Los discípulos se despertaron al oír la voz de Jesús, pero casi no
le conocieron, tan cambiado por la angustia había quedado su rostro.
Dirigiéndose a Pedro, Jesús dijo: “¡Simón! ¿duermes tú? ¿no has
podido velar una sola hora? Velad, y orad, para que no entréis en
tentación; el espíritu a la verdad está pronto, mas la carne es débil.
La debilidad de sus discípulos despertó la simpatía de Jesús. Temió
que no pudiesen soportar la prueba que iba a sobrevenirles en la hora
de su entrega y muerte.
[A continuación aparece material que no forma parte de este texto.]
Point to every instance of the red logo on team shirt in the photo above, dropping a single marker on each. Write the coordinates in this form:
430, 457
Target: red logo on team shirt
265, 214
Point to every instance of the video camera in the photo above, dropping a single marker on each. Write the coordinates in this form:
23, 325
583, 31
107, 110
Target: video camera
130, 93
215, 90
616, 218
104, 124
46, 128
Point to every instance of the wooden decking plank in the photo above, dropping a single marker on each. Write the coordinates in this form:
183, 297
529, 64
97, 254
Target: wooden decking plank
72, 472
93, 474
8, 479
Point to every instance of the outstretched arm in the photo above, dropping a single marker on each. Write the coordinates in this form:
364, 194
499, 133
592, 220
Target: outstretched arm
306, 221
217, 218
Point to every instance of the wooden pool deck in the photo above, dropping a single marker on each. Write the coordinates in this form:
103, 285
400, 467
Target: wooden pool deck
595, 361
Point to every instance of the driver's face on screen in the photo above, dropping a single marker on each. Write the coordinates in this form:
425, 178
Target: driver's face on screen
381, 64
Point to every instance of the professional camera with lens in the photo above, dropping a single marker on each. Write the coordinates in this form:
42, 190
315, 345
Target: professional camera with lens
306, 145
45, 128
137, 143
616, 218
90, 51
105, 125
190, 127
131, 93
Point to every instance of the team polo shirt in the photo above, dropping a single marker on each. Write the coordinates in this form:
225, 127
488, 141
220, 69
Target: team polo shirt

No los reprendió, sino dijo: “Velad, y orad,
para que no entréis en tentación.” Aun en su gran agonía, procuraba
disculpar su debilidad. “El espíritu a la verdad está pronto—dijo,—
mas la carne es débil.”
El Hijo de Dios volvió a quedar presa de agonía sobrehumana,
y tambaleándose volvió agotado al lugar de su primera lucha. Su
sufrimiento era aun mayor que antes. Al apoderarse de él la agonía
del alma, “fué su sudor como grandes gotas de sangre que caían hasta
la tierra.” Los cipreses y las palmeras eran los testigos silenciosos
de su angustia. De su follaje caía un pesado rocío sobre su cuerpo
postrado, como si la naturaleza llorase sobre su Autor que luchaba a
solas con las potestades de las tinieblas.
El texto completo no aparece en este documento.